Now, for each |$k> 0$|⁠, let |$n_{k}$| be such that |$u_{0} \sim _{n_{k}}^{\mathcal{U}} u_{k}$|⁠. Let |$\varepsilon _{k} = \frac{1}{2^{k+1}}$|⁠. Choose |$N = N_{k}> 0$| that satisfies the conclusions of Lemma 3.9 with |$\varepsilon = \varepsilon _{k}$| and |$n = n_{k}$|⁠. Now, using Lemma 3.3 and the proof of Proposition 3.5, we see that there exists finite-dimensional unitaries |$(x^{(k)}_{i})_{i=1}^{n_{k}}$| and a Haar unitary |$u^{\prime}_{k}$| s.t. |$[u_{0}, x^{(k)}_{1}] = [x^{(k)}_{i}, x^{(k)}_{i+1}] = [x^{(k)}_{n_{k}}, u^{\prime}_{k}] = 0$| for all |$i=1, \cdots , n_{k}-1$|⁠; |$\|u^{\prime}_{k} - u_{k}\|_{2} < \varepsilon _{k}$|⁠; and all atoms of |$x^{(k)}_{i}$| have the same trace and the number of atoms are multiples of |$N_{k}$|⁠, for all |$i = 1, \cdots , n_{k}$|⁠. By Lemma 3.9, then, |$W^{*}(R, u_{0}, x^{(k)}_{1}, \cdots , x^{(k)}_{n_{k}}, u^{\prime}_{k})$| is generated by |$R$|⁠, |$u_{0}$|⁠, and a self-adjoint |$T_{k}$| whose support is majorized by a projection |$p_{k} \in R$| with |$\tau (p_{k}) < \varepsilon _{k} = \frac{1}{2^{k+1}}$|⁠. As |$\tau (p_{0}) + \sum _{k=1}^\infty \tau (p_{k}) < 1$|⁠, we may, after conjugating |$T_{k}$| by unitaries in |$R$|⁠, assume all |$p_{k}$| (as well as |$p_{0}$|⁠) are orthogonal to each other. For |$k> 0$|⁠, by multiplying by appropriate scalars and adding appropriate scalar multiples, we may assume the nonzero parts of the spectra of |$T_{k}$| are disjoint from each other and are all contained in a fixed compact interval disjoint from the spectrum of |$T_{0}$|⁠. Then |$T = T_{0} + \sum _{k=1}^\infty T_{k}$| is a well-defined self-adjoint, and by functional calculus, we see that |$W^{*}(R, u_{0}) \subset W^{*}(v, T)$|⁠. Therefore, we also have |$u^{\prime}_{k} \in W^{*}(v, T)$| for all |$k> 0$|⁠. Since |$\{u_{0}, u_{1}, \cdots \}$| generates |$M$|⁠, all generators appear infinitely many times, and |$\|u^{\prime}_{k} - u_{k}\|_{2} < \varepsilon _{k} \to 0$|⁠, we have |$\{u_{0}, u^{\prime}_{1}, u^{\prime}_{2}, \cdots \}$| generates |$M$|⁠, so |$M$| is generated by a unitary |$v$| and a self-adjoint |$T$|⁠, whence it is singly generated (by |$T + \ln (v)$|⁠, say).

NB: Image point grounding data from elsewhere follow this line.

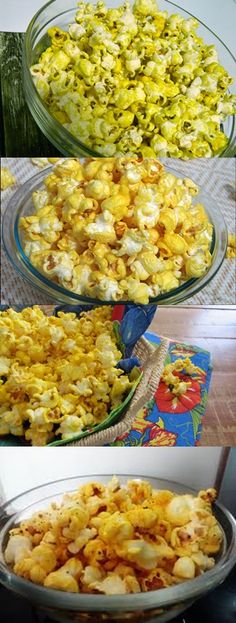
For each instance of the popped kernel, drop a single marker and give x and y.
(58, 375)
(77, 546)
(117, 229)
(7, 178)
(136, 80)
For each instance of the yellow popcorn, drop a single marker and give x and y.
(109, 539)
(58, 375)
(117, 229)
(136, 80)
(231, 248)
(7, 179)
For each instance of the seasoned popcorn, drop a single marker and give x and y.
(58, 375)
(7, 178)
(117, 539)
(133, 79)
(44, 162)
(117, 229)
(231, 247)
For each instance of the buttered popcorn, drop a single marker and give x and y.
(133, 79)
(117, 539)
(58, 375)
(117, 229)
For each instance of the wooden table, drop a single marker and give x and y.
(214, 329)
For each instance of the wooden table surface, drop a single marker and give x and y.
(214, 329)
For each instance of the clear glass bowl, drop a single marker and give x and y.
(160, 605)
(61, 14)
(21, 205)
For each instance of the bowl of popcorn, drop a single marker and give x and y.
(69, 377)
(115, 230)
(139, 78)
(115, 549)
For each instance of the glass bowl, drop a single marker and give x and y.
(57, 13)
(158, 605)
(21, 205)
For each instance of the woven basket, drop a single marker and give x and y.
(153, 360)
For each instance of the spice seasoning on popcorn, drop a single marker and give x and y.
(117, 540)
(133, 79)
(117, 229)
(58, 375)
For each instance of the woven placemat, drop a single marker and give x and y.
(216, 177)
(153, 360)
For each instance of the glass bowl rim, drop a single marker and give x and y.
(36, 180)
(52, 120)
(167, 596)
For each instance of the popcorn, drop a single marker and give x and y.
(77, 546)
(136, 80)
(58, 375)
(7, 179)
(117, 229)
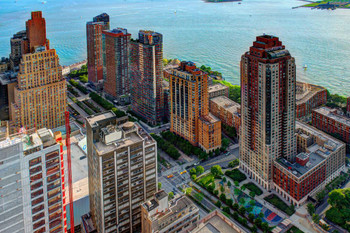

We note that a refinement of the above proof shows the following: Fix |$\varepsilon> 0$|⁠. Then, for |$N> 0$| large enough, there exists a matrix subalgebra |${\mathbb{M}}_{N}({\mathbb{C}}) \subset M$| s.t. |$M$| is generated by the right shift unitary |$v = \sum _{i=1}^{N-1} e_{i(i+1)} + e_{N1}$| in |${\mathbb{M}}_{N}({\mathbb{C}})$| and a self-adjoint |$T$| whose support is majorized by a diagonal projection |$p \in{\mathbb{M}}_{N}({\mathbb{C}})$| with trace less than |$\varepsilon $|⁠. This implies |${\mathcal{G}}(M) = 0$| in the sense of [20]. In particular, by Theorem 5.5 of [20], if |$M$| is generated by a sequence of subfactors |$M_{k}$|⁠, each one generated by a countable set of sequentially commuting Haar unitaries, and furthermore |$M_{k} \cap M_{k+1}$| is diffuse for all |$k$|⁠, then |$M$| is singly generated.